How to participate in AGDQ 2017
The event schedule can be found online, but it’s basically an around-the-clock marathon beginning Sunday Jan. 8 at 11.30am ET (8.30am PT) and finishing sometime on Saturday, Jan. 14. The physical event will occur in the Dulles Airport Hilton in Washington, D.C., though registration period to attend in-person has ended. The event will be broadcast on the Games Done Quick (GDQ) Twitch Channel, which will be up for nearly the entire marathon. VODs of each run will also be posted afterward on the GDQ YouTube Channel.
Throughout the event, viewers will be encouraged to submit donations to the Prevent Cancer Foundation. This organization supports early detection and research to prevent cancer altogether. Throughout the event, donations can be applied to various prize raffles as well as challenges/incentives for the runners.
Charity, prizes, and gaming make a fantastic combination.
What should I watch?
The game roster for this year includes a bit of everything. You have standard 2D scrollers, 3D FPS games, and everything in between. Many runs will be over in a half hour—step away for coffee and it could be over. This year’s longest single run will be an any percent version of Final Fantasy, estimated at over 4 hours. That’s a true marathon.
Along with the standard Zelda entries, there are a few GDQ staples that you’ll want to catch:
- Few 2D platform games can compare to Mega Man, and we’ll get lots of it in AGDQ 2017. The original will be run on the first day and there is another block on day four (Jan. 11, 4pm ET)
- Ori and the Blind Forest: Definitive Edition is a beautiful game from independent publisher Moon Studios. There are a lot of lesser-known games like this being run and we encourage you to check out unfamiliar titles (Jan. 11, 12pm ET)
- Halo is a game that’s been run many times, but this year we get another dose of Halo 2, by far the best for speed running in the franchise. Runner Cryphon has been breaking the game for years and you should expect him to literally fly around the map (Jan. 11, 8pm ET)
- The Sonic block is always fun: after all, the little blue blur is supposed to go fast. (Jan 12, 1pm ET)
- Friday night features a bunch of great games: Starting at 6pm ET, we get Ratchet & Clank, Kirby, Donkey Kong, Grand Theft Auto, and Mario before the night’s over (Jan 13, 6pm ET)

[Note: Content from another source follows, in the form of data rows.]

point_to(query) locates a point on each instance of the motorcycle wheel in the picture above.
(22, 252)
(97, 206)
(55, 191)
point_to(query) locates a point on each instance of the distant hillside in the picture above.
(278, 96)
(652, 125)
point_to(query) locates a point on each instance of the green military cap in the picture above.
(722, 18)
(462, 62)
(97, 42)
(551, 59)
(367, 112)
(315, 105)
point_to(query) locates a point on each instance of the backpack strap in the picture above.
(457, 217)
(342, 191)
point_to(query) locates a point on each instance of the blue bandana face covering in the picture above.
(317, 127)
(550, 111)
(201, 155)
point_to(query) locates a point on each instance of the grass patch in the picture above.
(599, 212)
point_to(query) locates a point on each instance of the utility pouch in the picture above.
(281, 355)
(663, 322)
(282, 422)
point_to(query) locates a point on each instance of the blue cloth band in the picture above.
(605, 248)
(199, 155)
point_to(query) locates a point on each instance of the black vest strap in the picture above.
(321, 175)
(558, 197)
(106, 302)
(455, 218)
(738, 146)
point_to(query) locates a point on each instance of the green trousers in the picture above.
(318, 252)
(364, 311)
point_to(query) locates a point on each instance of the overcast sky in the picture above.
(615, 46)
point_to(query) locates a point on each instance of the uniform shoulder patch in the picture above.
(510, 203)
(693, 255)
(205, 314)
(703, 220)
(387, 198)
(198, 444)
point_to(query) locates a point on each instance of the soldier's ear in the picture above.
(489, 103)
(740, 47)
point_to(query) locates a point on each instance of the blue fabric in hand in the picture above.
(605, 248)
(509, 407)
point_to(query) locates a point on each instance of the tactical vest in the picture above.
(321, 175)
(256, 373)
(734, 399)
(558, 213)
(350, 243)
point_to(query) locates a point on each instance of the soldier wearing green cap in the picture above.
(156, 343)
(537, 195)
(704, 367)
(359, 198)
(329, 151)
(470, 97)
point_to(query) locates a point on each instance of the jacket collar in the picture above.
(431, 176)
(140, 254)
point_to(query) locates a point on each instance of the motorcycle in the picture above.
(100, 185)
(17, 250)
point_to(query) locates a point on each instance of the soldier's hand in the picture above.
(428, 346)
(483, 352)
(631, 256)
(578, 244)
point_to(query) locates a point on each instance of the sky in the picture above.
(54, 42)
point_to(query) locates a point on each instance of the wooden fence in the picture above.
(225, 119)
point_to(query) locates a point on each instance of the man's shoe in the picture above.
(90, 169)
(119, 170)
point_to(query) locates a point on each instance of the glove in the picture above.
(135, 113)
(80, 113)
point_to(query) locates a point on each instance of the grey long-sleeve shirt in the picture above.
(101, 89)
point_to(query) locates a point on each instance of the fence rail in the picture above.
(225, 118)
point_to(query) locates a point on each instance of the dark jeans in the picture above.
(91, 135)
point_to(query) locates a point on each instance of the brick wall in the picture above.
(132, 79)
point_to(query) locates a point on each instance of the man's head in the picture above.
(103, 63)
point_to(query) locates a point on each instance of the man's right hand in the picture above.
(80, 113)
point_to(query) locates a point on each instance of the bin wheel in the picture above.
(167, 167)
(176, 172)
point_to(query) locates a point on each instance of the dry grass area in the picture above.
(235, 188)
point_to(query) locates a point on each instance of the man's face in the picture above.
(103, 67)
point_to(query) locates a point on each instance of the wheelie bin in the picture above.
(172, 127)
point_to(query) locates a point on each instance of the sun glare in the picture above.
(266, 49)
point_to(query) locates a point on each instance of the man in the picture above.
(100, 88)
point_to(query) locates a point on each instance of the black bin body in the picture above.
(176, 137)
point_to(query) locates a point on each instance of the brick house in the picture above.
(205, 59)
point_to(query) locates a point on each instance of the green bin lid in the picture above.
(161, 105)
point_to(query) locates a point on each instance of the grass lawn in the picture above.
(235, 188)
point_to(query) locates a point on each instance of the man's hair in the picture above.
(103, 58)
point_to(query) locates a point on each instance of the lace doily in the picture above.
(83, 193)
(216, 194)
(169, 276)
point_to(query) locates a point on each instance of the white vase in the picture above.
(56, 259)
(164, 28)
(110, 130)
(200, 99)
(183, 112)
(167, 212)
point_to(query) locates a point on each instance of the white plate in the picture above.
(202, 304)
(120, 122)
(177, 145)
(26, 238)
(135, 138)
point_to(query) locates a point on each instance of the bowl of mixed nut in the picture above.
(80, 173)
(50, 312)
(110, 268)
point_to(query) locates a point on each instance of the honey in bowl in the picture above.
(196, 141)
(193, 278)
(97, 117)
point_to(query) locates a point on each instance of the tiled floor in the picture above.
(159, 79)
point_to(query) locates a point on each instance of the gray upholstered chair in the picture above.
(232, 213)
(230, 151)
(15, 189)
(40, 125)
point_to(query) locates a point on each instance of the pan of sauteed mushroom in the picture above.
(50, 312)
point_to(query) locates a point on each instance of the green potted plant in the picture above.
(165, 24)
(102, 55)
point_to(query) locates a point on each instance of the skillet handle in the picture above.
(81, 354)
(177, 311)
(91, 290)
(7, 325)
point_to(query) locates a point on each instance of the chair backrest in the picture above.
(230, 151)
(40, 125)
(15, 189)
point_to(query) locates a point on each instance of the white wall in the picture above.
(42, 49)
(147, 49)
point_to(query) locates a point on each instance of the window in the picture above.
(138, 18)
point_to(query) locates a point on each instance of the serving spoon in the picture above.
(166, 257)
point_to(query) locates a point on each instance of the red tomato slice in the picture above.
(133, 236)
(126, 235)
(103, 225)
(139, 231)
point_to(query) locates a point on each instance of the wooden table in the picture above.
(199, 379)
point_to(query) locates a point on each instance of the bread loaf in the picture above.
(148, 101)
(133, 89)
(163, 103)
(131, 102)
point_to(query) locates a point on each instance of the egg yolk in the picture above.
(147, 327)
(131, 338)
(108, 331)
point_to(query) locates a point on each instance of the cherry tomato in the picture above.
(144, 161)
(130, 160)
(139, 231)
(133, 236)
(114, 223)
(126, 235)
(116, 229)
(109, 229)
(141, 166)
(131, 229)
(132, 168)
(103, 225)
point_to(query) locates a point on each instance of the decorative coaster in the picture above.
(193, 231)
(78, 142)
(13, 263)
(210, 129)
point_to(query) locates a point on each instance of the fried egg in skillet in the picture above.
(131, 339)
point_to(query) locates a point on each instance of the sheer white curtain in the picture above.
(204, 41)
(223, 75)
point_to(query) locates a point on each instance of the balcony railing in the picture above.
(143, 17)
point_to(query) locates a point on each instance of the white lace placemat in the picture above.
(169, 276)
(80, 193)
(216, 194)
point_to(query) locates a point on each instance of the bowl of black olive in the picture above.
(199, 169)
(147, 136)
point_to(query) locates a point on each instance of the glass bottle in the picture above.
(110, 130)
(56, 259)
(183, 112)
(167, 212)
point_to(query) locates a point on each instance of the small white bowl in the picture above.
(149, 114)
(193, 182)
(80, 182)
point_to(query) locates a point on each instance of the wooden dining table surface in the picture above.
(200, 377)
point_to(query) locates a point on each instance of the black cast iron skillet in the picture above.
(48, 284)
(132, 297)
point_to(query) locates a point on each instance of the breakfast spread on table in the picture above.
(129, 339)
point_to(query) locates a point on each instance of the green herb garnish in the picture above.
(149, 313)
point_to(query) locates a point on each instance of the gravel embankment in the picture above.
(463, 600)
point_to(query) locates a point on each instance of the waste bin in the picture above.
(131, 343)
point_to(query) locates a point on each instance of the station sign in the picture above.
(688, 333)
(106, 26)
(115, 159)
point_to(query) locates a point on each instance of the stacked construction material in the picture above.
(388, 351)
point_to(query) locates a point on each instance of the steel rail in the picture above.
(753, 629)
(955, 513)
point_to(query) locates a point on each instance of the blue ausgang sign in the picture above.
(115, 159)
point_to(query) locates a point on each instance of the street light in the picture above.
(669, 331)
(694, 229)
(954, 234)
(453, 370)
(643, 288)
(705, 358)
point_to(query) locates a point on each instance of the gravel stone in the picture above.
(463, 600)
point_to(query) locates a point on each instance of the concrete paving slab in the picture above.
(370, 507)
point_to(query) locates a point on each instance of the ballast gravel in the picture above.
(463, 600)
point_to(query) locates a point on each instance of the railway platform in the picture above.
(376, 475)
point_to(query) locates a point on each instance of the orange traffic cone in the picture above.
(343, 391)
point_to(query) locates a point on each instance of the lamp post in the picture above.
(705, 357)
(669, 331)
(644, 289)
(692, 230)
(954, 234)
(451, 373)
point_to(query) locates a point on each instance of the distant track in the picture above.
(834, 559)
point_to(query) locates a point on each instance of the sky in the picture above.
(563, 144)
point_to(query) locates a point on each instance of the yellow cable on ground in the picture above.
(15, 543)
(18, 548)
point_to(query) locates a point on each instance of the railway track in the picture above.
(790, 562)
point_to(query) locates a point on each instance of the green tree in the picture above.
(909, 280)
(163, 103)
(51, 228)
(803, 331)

- Finally, Metroid is always a fan favorite and this year’s Super Metroid run will be the penultimate run of the event. This is where we decide whether to kill or save the animals (one of the donation challenges) (Jan 14, 9:45pm ET)
Whatever your favorite game type is, we encourage you to tune in to other games as well. These runners are supremely talented and the event is a ton of fun. Trying to beat cancer and world records is something we can all cheer for.